[INN-COMMITTERS] inn/lib (timer.c Makefile)

Fabien Tassin fta at sofaraway.org
Thu Feb 8 09:13:21 UTC 2001


According to Russ Allbery:
> 
> Fabien Tassin <fta at sofaraway.org> writes:
> 
> > Here is the patch.. 3 files are impacted.
> 
> > - 2 to move TMRinit() *before* the first call to TMRstart()
> 
> What's calling TMRstart before CHANreadloop?  Whatever that is should
> probably be fixed.  The timer statistics are going to be sort of
> meaningless before the main loop starts, since innd will still be doing
> all sorts of setup stuff that won't be representative of its normal
> operation.

AFAIR, it is HIS_SYNC called while renumbering the active file in ICDsetup().
With my implementation, it should not be a problem to start the timer
at the beginning but it is bad to call a timer before the initialization.

> > - 1 for */timer.c. If the recent changes are that general, this patch
> > should not be a problem.
> 
> Yup, I can merge this in, no problem.
> 
> Looking this over, though, I think I can simplify this,

in which way ? 

>  and I'm thinking
> that since we're all in the middle of this timer code anyway, maybe we
> should go ahead and bite the bullet and change the API so that it's
> thread-safe

I don't think we have to care about begin thread-safe in the current INN.
It will only add complexity and it will remain only partial as everything
else is nor threaded nor threadable. I think thread should be kept for
INN 3.* which I hope will be based on INNT.

> (by returning a context from TMRinit -- or timer_init, since
> I'd rename all the functions if we change the API to make sure that I can
> catch all of the calls -- and requiring it as the first argument to all
> the other calls).  We'll have to do this sooner or later anyway if we're
> going to use this code with multiple threads.
> 
> I think we can also make this somewhat more efficient, not that it
> probably matters all that much but linked lists are always annoying to
> traverse.

If you read the patch, you'll see that once each timer has been called
once, it is only a matter of moving a pointer to its direct neighbour
or at worse, a simple one way linear search.
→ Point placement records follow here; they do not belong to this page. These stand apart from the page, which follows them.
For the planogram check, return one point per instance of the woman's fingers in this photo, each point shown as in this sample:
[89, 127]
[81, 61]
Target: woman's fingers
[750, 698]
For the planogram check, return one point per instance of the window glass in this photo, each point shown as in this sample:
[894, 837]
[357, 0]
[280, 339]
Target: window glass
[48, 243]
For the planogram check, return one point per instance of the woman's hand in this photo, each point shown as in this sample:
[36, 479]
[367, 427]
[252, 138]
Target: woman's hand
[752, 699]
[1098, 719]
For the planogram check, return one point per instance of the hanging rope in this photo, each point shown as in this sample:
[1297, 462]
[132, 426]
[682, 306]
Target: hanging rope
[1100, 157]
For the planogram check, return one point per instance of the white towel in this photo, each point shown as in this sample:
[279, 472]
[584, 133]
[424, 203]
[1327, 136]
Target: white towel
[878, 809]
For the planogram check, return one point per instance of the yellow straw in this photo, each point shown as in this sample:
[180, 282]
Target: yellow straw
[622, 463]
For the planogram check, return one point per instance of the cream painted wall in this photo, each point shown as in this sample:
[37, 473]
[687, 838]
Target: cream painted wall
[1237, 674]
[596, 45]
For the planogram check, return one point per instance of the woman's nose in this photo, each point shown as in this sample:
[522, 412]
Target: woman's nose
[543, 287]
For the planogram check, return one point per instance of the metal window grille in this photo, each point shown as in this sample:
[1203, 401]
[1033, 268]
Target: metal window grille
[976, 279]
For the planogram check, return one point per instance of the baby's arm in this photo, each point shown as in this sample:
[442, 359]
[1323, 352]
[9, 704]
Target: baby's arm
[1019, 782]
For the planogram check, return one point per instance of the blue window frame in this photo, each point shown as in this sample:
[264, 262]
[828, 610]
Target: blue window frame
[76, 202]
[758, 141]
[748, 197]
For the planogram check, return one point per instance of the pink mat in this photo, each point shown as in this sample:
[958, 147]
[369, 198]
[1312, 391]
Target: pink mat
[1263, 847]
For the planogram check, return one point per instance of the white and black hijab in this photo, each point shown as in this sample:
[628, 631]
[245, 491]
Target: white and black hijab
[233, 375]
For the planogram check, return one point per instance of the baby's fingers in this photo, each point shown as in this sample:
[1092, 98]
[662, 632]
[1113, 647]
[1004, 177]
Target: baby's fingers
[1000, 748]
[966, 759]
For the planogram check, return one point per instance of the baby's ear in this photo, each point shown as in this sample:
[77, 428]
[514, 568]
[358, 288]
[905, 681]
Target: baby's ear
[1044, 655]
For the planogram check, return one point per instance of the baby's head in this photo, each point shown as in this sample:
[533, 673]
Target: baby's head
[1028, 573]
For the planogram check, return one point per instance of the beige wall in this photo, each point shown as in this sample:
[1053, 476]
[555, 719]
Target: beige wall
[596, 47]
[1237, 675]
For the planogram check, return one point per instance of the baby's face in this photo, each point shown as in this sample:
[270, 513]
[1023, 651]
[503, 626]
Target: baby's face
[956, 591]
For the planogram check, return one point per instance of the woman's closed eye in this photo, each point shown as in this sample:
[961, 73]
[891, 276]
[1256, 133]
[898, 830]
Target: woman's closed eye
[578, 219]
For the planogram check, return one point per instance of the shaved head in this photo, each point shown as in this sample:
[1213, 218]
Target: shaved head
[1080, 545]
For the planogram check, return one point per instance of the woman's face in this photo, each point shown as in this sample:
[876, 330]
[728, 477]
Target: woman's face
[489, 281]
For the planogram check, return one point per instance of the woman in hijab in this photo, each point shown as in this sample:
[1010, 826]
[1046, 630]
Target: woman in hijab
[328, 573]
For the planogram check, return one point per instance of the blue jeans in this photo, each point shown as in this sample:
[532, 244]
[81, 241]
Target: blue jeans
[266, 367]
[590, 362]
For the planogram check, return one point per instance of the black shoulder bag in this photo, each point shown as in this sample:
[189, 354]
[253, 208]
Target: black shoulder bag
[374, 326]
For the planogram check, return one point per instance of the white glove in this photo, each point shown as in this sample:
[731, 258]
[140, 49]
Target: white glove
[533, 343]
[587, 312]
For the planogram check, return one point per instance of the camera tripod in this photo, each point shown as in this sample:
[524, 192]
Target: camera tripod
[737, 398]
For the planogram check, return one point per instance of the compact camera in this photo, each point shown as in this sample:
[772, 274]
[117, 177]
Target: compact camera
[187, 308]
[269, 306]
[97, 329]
>  How's this sound, for solving both of those problems....
> 
> struct timings {
>     unsigned int max;
>     unsigned int current;
> 
>     struct timer *timers;
> }
> 
> struct timer {
>     unsigned long start;
>     unsigned long cumulative;
>     unsigned long count;
> 
>     struct timer *parent;
>     struct timer *first_child;
>     struct timer *last_child;
>     struct timer *next;
> }
> 
> timer_init would return a struct timings * and everything else would take
> a pointer to that struct.  It contains an array of timers, so starting and
> stopping timers will still be a simple array lookup rather than having to
> chase pointers to find one.  If a timer is already running, set parent of
> the new timer to point to the running timer and update last_child of the
> parent and the next pointer of the old last_child (provided that parent is
> NULL; if parent isn't NULL and doesn't match current, that's an error and
> we can warn and reject the timer start.

a simple array lookup given which index ? I fear I do not follow you
here. How big will it be for a 5 levels nested timer taken in a list of 10
declared timers ?? 10^5 * sizeof(struct timer) ?

> Then, the same summary routine that your code uses can be used to produce
> the right output in the right order.
> 
> I think that may be easier to follow (I hate reading code that constructs
> linked lists), but that could be my prejudices showing.  What do you
> think?

Looking only at your timer struct, I can't see what you'll gain compared
to my implementation. If you want to substitute my lists by arrays, you'll
spend your time in (re)init code.
Or did I miss something ?

> If the above sounds good, I can do the work and change all the current
> timer calls.

If you do that, I wish to add a level to each timer and an argument to
"ctlinnd time" with its pending option in inn.conf. If a given timer is
called with a level greater than the current limit, it is ignored.
It will allows us to use nested timers spread at all critical points
with no cost for those that are not interested by them.